I've read a book about PHP & MySQL. prepared statement use binary protocol, but mysqli lacks this feature. Also I read that prepared statements can be cached (their execution plan) and are faster than mysqli_query and of course safer? when should we use prepared statements and when mysqli_query?
EDIT
Let's asume I have the below query:
echo "<table>";
echo "<tr class ='tablehead'><td>Name</td><td>Location</td><td>Review</td><td>Image</td> <td>Thumb</td></tr>";
while ($row = mysql_fetch_array($query))
{
echo "<tr>";
echo "<td>" . $row['user_fname'] . "</td>";
echo "<td>" . $row['user_location'] . "</td>";
echo "<td>" . $row['user_review'] . "</td>";
echo "<td>" . $row['user_image'] . "</td>";
echo "<td>" . $row['user_thumb'] . "</td>";
echo "</tr>";
}
echo "</table>";
Which approach is the best here?
Prepared statements have some advantages, one important of them being to be much more foolproof against SQL injection bugs. I consider this to be their biggest advantage.

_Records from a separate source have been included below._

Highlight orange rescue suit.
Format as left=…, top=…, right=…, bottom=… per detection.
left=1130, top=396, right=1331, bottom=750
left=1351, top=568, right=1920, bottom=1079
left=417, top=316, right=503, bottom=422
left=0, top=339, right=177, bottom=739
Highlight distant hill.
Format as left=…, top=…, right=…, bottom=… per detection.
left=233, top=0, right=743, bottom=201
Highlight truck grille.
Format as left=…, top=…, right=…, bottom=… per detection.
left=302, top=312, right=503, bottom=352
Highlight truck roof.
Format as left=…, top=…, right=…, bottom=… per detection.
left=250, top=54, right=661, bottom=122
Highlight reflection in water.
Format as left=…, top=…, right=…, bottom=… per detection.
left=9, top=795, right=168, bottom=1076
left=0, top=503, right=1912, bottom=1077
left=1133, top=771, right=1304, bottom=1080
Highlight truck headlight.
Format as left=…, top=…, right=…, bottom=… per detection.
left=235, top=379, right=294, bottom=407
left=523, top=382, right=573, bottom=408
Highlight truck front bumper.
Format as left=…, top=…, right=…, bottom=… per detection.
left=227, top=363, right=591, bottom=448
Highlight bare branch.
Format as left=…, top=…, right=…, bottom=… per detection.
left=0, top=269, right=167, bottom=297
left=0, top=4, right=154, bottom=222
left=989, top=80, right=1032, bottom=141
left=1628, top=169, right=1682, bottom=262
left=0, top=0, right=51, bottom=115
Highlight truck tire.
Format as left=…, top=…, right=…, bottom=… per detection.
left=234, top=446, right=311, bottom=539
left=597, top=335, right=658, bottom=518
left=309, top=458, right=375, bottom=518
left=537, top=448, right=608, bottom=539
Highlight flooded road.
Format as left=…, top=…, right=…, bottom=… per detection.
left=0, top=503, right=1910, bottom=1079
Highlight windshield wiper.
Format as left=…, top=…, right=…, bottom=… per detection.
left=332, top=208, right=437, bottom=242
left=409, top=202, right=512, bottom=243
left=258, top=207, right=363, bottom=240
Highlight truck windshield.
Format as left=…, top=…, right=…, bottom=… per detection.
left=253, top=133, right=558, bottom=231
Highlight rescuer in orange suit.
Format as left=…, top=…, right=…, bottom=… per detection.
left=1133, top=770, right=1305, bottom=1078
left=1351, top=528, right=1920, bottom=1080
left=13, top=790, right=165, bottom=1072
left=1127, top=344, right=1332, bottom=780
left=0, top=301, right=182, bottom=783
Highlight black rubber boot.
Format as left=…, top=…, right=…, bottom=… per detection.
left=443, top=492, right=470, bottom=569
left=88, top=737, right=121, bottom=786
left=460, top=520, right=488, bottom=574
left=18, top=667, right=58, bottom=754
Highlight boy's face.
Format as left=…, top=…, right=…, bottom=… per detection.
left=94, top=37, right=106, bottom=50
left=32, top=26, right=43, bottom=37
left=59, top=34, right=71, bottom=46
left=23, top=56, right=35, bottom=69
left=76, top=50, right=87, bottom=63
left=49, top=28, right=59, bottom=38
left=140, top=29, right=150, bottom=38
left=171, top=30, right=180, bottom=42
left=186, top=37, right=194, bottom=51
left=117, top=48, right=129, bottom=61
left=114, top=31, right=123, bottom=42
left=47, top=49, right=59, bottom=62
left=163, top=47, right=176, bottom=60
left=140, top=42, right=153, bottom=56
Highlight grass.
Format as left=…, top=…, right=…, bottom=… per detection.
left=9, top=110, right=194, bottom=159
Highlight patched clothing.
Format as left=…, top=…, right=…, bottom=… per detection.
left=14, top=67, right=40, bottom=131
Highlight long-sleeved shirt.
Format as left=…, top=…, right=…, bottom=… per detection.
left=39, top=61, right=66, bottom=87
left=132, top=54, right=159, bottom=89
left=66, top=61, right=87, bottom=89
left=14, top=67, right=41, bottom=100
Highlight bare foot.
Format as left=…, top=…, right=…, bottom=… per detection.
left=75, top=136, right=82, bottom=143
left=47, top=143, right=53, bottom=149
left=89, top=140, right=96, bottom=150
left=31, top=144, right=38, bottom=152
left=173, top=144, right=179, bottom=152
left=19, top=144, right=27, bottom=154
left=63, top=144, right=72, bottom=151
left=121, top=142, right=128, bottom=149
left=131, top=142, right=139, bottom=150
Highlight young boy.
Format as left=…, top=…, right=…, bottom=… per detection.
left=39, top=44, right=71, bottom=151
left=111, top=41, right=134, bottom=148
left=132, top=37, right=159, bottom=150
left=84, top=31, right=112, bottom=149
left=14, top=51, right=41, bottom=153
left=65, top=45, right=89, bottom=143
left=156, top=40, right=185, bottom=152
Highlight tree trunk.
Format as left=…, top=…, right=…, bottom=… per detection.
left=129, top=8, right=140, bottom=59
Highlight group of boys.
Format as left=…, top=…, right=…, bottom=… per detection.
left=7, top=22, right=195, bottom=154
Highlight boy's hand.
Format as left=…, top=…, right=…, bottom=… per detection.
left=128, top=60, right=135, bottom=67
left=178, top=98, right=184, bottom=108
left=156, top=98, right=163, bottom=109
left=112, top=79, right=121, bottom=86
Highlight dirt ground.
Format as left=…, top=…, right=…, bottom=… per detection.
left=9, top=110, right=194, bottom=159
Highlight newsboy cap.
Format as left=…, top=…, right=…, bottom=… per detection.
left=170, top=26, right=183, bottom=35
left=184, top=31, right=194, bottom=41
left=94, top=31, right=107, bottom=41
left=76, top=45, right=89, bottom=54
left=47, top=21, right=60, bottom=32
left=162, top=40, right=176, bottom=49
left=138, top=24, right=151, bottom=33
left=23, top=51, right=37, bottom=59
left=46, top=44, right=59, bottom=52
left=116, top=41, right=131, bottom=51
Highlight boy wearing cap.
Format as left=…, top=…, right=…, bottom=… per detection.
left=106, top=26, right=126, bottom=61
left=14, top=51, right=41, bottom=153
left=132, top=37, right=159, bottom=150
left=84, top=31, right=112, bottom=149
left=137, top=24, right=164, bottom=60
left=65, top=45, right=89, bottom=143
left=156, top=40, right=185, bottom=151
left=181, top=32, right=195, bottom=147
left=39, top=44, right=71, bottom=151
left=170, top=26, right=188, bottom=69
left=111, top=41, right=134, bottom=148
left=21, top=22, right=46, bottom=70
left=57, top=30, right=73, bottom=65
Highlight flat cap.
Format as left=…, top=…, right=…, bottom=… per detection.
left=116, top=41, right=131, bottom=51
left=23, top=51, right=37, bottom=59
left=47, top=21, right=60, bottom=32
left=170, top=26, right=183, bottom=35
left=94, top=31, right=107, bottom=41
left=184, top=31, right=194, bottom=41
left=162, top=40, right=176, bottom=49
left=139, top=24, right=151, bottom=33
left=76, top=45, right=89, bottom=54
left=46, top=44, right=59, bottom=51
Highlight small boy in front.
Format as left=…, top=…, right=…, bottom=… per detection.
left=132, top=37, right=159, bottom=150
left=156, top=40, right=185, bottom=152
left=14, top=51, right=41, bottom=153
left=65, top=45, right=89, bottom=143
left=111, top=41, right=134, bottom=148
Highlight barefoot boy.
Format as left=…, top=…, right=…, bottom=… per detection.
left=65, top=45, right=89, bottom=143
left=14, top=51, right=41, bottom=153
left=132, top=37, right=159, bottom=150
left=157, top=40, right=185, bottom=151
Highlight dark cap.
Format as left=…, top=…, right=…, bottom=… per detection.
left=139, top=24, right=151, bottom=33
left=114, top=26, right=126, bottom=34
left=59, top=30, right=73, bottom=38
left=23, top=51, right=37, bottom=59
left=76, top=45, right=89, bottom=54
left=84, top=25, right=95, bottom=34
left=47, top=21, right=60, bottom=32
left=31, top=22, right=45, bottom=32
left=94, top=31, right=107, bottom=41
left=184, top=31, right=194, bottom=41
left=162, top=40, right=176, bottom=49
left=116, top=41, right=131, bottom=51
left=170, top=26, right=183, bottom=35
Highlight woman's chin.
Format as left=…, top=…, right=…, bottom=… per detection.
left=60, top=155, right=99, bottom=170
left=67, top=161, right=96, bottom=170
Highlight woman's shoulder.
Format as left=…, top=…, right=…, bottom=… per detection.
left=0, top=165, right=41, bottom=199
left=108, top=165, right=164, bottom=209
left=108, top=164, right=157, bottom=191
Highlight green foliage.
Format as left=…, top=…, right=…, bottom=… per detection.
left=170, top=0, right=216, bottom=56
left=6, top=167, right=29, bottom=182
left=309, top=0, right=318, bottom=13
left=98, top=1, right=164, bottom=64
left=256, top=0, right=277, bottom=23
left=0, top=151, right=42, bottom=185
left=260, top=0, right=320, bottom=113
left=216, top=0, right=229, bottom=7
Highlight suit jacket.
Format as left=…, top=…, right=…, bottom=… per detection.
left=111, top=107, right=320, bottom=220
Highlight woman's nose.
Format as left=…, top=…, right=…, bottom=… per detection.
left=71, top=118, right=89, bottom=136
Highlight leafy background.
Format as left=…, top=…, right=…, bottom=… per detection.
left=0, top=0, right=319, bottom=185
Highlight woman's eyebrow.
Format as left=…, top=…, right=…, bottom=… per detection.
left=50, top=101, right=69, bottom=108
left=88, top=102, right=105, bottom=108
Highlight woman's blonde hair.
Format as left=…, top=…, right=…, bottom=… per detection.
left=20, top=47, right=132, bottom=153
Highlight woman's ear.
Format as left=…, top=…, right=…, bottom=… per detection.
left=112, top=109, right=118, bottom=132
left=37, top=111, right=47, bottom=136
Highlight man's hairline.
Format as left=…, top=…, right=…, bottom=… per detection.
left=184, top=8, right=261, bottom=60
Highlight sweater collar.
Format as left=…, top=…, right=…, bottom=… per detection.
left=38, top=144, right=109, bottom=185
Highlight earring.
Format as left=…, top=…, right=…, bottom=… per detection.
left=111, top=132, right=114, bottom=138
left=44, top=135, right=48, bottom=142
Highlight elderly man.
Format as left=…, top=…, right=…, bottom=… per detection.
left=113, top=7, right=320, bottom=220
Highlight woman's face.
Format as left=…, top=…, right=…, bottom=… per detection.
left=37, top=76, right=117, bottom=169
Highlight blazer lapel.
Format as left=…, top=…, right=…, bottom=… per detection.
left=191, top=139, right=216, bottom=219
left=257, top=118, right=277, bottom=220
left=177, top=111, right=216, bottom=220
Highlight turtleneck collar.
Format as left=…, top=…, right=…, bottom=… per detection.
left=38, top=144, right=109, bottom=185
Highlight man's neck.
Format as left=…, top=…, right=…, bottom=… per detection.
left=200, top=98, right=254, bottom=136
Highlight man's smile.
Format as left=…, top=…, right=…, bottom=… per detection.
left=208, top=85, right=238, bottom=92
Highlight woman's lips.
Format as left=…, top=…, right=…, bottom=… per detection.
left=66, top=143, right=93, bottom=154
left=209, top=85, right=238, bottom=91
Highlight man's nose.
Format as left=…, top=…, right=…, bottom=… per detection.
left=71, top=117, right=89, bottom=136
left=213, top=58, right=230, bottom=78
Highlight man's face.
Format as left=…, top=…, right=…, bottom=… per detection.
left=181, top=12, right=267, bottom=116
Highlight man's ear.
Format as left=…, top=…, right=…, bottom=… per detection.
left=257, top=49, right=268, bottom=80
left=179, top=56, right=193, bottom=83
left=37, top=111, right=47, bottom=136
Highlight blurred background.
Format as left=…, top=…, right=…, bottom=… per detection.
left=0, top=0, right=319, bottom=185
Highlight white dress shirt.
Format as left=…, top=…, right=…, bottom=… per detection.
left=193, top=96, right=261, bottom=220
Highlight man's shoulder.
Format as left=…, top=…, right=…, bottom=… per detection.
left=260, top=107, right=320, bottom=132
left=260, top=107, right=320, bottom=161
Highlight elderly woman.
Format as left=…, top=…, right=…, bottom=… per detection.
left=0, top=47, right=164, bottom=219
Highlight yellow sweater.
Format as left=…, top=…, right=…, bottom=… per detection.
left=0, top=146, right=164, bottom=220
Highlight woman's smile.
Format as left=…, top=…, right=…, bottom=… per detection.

Concerning performance, one has to think about the costs of SQL parsing, query plan creation and result fetch phase vs. the cost of query execution: If I/O on the latter is dominating (as it often is), you gain very little from prepared staements or mysqli.
For simple repeating queries - as often used in the simpler part of webapps - the MySQL query cache works for queries with the exact same and complete SQL text, thus prepared queries will not make use of it. From my experience, this can more than negate any performance advantage of prepared queries.